If experience is abnormal—if one eye is covered during a crucial time in development, for example—then the neural connections will not be guided appropriately by experience. As shown at the right in Figure 8-26, the effect of suturing one eye closed has the most disruptive effect on cortical organization in kittens between 30 and 60 days after birth. In a child who has a lazy eye, visual input from that eye does not contribute to fine-tuning the neural connections as it should. So the details of those connections develop abnormally, much as if the eye had been covered. The resulting loss of sharpness in vision is amblyopia.

To summarize, an organism’s genetic blueprint is vague in regard to exactly which connections in the brain go to exactly which neurons. Experience fine-tunes neural connectivity by modifying those details.

Critical Periods for Experience and Brain Development

The preceding examples of perfect pitch and visual connectivity show that for healthy development, specific sensory experiences occurring at particular times are especially important. A time during which brain development is most sensitive to a specific experience is called either a critical period or a sensitive period.

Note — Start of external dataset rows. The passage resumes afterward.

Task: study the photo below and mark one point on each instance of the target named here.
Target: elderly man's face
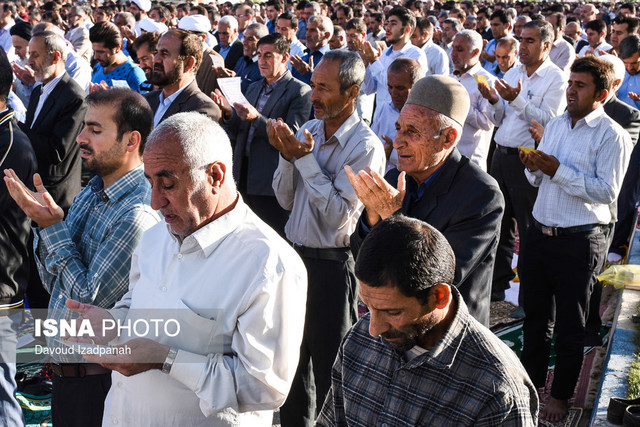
(419, 142)
(327, 101)
(168, 67)
(41, 64)
(187, 204)
(400, 320)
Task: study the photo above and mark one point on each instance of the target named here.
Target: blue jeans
(10, 411)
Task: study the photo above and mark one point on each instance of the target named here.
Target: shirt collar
(541, 70)
(173, 96)
(209, 237)
(592, 119)
(48, 88)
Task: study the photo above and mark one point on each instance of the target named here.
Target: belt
(558, 231)
(327, 254)
(506, 150)
(78, 370)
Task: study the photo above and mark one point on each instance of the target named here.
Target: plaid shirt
(470, 378)
(87, 257)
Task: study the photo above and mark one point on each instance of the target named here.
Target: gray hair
(545, 30)
(315, 5)
(53, 42)
(260, 29)
(352, 68)
(229, 20)
(324, 24)
(474, 39)
(202, 140)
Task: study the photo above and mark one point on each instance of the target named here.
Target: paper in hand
(230, 88)
(216, 60)
(120, 83)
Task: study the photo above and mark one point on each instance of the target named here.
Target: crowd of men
(264, 170)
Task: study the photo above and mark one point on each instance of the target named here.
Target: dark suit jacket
(290, 101)
(234, 54)
(190, 99)
(625, 115)
(53, 138)
(206, 76)
(465, 204)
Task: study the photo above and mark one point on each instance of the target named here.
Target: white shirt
(477, 130)
(604, 46)
(384, 123)
(562, 54)
(437, 59)
(46, 91)
(542, 97)
(315, 188)
(593, 160)
(239, 293)
(165, 103)
(375, 79)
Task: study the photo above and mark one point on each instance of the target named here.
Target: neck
(122, 171)
(533, 67)
(174, 87)
(400, 43)
(466, 68)
(332, 125)
(429, 340)
(119, 60)
(272, 79)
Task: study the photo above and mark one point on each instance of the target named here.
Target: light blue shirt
(629, 84)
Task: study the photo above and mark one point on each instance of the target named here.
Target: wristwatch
(168, 362)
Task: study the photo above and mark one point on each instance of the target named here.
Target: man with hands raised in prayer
(436, 184)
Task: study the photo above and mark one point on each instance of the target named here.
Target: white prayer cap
(197, 23)
(151, 26)
(143, 4)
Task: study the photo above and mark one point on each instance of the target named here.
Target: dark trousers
(557, 275)
(10, 411)
(331, 311)
(79, 401)
(627, 211)
(519, 197)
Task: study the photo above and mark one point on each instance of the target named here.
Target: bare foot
(554, 410)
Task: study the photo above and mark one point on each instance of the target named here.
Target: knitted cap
(442, 94)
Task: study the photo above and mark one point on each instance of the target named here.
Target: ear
(602, 96)
(189, 63)
(216, 175)
(133, 142)
(57, 56)
(442, 294)
(449, 135)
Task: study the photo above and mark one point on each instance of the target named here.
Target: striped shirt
(593, 157)
(87, 257)
(469, 378)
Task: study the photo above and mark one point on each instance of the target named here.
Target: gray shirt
(324, 206)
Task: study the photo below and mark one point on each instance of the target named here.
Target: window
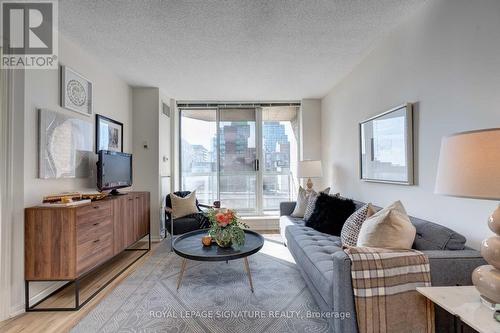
(245, 157)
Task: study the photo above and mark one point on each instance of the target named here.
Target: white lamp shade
(469, 165)
(309, 169)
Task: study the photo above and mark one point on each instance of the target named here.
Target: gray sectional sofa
(326, 268)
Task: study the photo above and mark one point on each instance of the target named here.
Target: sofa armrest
(451, 268)
(287, 207)
(343, 295)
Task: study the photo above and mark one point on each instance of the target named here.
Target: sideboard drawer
(93, 230)
(93, 252)
(94, 211)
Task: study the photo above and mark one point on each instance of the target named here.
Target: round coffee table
(189, 246)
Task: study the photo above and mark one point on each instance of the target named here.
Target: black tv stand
(115, 192)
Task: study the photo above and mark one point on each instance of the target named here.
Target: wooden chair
(184, 224)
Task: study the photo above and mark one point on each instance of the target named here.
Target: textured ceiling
(232, 50)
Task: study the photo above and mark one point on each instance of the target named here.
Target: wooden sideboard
(66, 243)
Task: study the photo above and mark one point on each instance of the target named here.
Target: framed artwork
(109, 134)
(65, 146)
(76, 91)
(386, 147)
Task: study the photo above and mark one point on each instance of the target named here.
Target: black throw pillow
(330, 214)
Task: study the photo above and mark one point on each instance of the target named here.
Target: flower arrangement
(226, 228)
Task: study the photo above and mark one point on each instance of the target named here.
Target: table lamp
(309, 169)
(469, 167)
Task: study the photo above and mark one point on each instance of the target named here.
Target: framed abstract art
(109, 134)
(386, 147)
(76, 91)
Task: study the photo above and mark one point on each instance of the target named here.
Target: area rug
(214, 297)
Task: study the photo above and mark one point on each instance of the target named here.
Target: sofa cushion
(286, 221)
(313, 250)
(432, 236)
(389, 228)
(352, 226)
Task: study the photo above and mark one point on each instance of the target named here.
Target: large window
(245, 157)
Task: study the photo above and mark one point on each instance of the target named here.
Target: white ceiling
(232, 50)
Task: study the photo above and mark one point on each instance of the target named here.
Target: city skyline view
(231, 172)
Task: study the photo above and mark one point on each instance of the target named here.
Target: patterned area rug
(214, 297)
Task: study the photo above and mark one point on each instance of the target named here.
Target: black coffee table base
(189, 246)
(245, 263)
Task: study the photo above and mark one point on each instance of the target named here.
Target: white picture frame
(386, 147)
(76, 91)
(65, 145)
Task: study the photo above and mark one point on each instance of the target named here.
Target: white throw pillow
(301, 203)
(389, 228)
(352, 226)
(183, 206)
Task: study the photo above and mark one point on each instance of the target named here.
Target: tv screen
(114, 170)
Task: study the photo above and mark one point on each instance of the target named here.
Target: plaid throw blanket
(384, 283)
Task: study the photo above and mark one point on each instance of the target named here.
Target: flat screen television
(114, 171)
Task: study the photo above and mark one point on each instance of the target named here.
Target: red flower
(222, 220)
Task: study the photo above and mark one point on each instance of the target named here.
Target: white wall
(112, 98)
(148, 122)
(446, 59)
(310, 129)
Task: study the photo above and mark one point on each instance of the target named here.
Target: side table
(464, 303)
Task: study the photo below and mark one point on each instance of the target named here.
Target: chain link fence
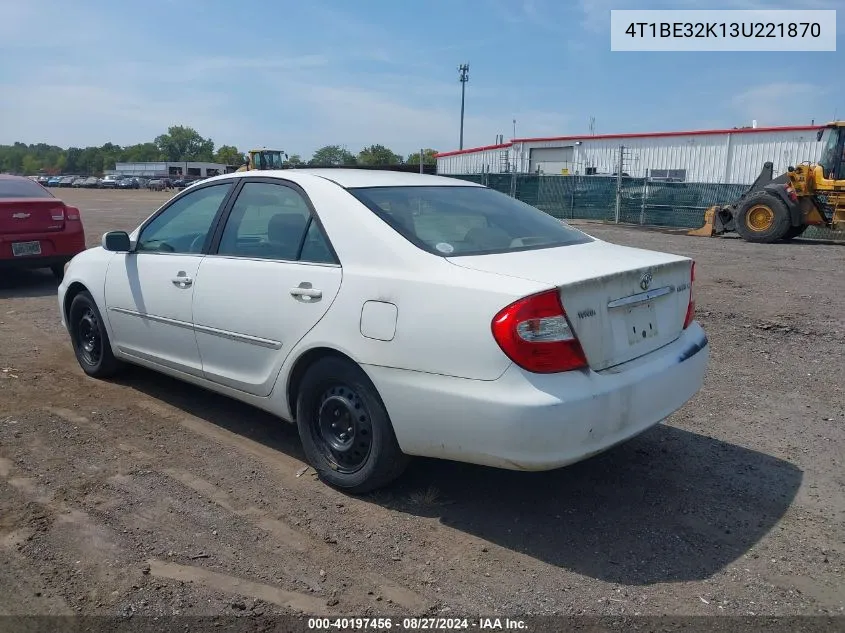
(640, 201)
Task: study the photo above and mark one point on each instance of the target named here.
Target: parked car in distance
(128, 183)
(37, 230)
(110, 181)
(411, 315)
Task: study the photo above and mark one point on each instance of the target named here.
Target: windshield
(22, 188)
(273, 160)
(454, 221)
(831, 150)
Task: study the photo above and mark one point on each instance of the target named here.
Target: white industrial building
(731, 156)
(167, 169)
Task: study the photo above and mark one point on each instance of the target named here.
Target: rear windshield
(22, 188)
(454, 221)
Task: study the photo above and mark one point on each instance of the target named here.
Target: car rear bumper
(56, 248)
(525, 421)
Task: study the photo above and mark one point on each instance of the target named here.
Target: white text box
(724, 30)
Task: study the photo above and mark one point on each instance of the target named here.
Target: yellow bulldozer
(263, 159)
(772, 209)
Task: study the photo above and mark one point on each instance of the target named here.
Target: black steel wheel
(89, 338)
(345, 430)
(762, 218)
(342, 430)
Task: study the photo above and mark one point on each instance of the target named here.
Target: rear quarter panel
(444, 312)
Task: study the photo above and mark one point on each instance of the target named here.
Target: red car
(37, 230)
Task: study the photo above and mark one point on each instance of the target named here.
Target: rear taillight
(691, 306)
(535, 334)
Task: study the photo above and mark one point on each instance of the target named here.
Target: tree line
(178, 144)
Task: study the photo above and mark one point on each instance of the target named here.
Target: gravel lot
(147, 496)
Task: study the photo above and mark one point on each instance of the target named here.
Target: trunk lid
(31, 215)
(622, 302)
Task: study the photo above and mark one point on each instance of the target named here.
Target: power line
(463, 69)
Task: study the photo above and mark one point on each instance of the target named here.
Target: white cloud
(777, 103)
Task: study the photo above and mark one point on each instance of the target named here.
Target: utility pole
(463, 69)
(619, 171)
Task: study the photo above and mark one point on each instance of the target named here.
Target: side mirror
(117, 242)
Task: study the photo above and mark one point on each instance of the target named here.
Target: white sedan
(389, 314)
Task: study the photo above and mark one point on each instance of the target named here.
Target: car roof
(350, 178)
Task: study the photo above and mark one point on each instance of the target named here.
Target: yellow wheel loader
(772, 209)
(263, 159)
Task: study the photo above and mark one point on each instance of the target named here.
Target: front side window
(272, 221)
(830, 154)
(184, 226)
(453, 221)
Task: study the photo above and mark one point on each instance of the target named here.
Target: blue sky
(300, 75)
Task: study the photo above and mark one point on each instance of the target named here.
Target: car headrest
(286, 227)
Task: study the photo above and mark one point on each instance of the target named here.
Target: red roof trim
(540, 139)
(473, 149)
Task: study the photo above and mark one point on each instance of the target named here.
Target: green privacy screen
(667, 204)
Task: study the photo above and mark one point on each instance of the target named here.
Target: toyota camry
(390, 315)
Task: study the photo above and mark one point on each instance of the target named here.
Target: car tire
(358, 453)
(762, 218)
(58, 271)
(90, 339)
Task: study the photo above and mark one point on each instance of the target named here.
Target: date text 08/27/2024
(416, 624)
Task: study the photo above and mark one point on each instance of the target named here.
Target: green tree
(184, 143)
(228, 155)
(378, 155)
(332, 155)
(429, 157)
(30, 165)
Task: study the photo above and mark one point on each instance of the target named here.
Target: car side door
(149, 291)
(269, 278)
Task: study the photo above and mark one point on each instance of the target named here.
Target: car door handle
(311, 293)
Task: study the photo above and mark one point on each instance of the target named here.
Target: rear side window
(454, 221)
(22, 188)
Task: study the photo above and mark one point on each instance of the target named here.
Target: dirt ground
(148, 496)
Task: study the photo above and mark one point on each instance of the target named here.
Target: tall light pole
(463, 69)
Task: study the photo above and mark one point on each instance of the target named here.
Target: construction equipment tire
(763, 218)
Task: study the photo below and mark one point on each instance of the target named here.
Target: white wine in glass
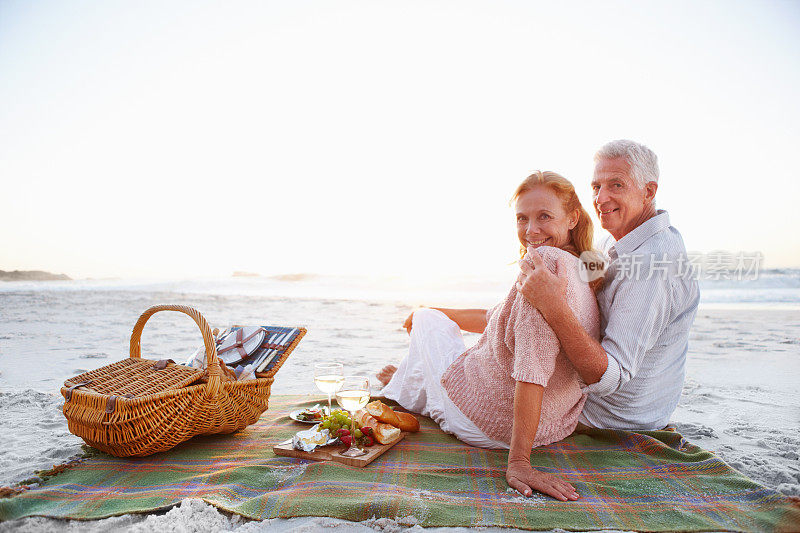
(352, 397)
(328, 378)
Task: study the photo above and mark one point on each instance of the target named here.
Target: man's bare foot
(386, 373)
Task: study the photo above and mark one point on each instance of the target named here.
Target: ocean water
(51, 330)
(740, 397)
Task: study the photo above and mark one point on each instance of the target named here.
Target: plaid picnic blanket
(649, 481)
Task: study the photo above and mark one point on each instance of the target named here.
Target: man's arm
(583, 351)
(641, 311)
(546, 292)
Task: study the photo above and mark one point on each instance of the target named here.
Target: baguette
(408, 422)
(383, 413)
(384, 433)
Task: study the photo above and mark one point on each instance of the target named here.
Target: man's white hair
(643, 162)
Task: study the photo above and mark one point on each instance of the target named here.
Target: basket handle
(214, 385)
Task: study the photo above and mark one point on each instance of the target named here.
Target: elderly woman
(514, 389)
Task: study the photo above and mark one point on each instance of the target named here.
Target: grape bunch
(338, 423)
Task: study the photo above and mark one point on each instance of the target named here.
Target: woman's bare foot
(386, 373)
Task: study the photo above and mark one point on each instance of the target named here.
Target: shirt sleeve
(639, 312)
(532, 341)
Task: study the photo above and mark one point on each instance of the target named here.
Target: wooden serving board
(331, 453)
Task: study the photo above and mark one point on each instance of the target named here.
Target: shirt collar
(641, 233)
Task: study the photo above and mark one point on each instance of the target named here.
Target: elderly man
(634, 375)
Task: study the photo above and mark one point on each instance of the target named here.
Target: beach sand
(740, 398)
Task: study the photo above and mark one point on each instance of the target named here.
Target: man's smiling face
(618, 200)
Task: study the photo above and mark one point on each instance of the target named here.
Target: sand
(740, 398)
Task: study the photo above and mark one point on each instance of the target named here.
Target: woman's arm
(473, 320)
(520, 474)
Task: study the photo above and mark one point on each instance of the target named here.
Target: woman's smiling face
(542, 220)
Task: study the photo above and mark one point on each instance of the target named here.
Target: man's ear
(650, 189)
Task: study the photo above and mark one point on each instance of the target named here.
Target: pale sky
(163, 139)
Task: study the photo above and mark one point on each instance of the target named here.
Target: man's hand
(544, 290)
(523, 478)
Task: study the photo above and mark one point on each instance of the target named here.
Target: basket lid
(135, 377)
(240, 344)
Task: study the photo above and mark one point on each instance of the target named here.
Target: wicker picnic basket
(138, 407)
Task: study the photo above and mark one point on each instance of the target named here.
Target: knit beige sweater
(518, 345)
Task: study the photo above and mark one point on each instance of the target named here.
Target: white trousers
(436, 342)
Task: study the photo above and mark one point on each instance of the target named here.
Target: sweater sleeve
(529, 337)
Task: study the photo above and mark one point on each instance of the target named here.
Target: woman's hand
(408, 322)
(544, 290)
(521, 476)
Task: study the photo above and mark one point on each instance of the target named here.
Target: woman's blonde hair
(582, 234)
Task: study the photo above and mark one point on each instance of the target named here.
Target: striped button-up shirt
(647, 305)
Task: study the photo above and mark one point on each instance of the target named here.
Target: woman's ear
(573, 219)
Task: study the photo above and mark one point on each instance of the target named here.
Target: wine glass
(353, 396)
(328, 378)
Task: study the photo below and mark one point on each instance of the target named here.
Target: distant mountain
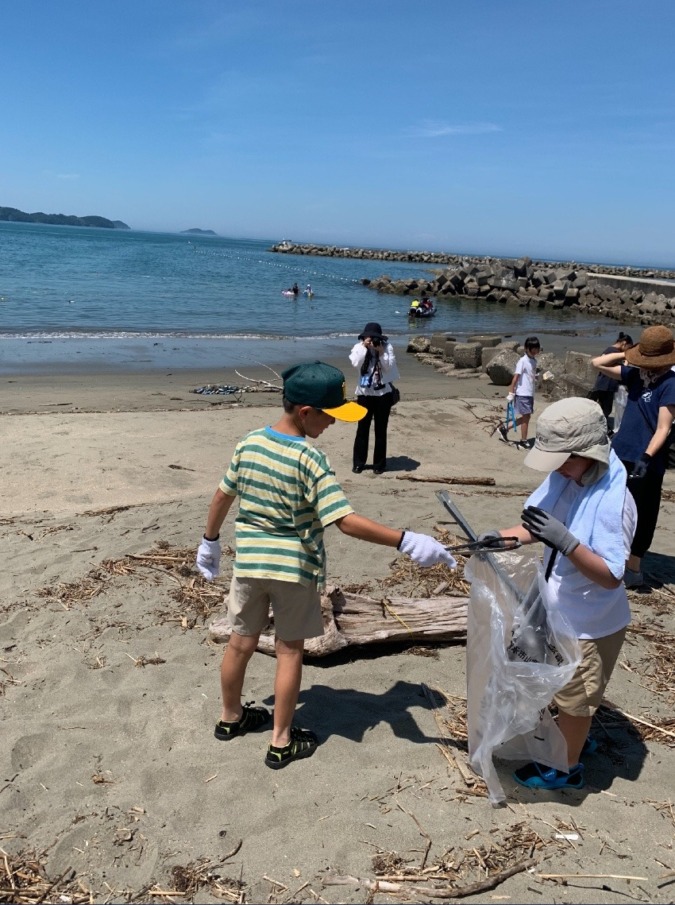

The absence of appropriate sensory experience during a critical period may result in abnormal brain development, leading to abnormal behavior that endures even into adulthood. Our colleague Richard Tees offered an analogy to help explain the concept. He pictured the developing animal as a little train traveling past an environmental setting, perhaps the Rocky Mountains. All the windows are closed at the beginning of the journey (prenatal development), but at particular stages of the trip, the windows in certain cars open, exposing the occupants (different parts of the brain) to the outside world. Some windows open to expose the brain to specific sounds, others to certain smells, others to particular sights, and so on.

This exposure affects the brain’s development, and the absence of any exposure through an open window severely disturbs that development. As the journey continues, the windows become harder to open until finally they close permanently. This does not mean that the brain can no longer change, but changes become much harder to induce.

Now imagine two different trains, one headed through the Rocky Mountains and another, the Orient Express, traveling across Eastern Europe. The views from the windows are very different, and the effects on the brain are correspondingly different. In other words, not only is the brain altered by the experiences it has during a critical period, but the particular kinds of experiences encountered matter too.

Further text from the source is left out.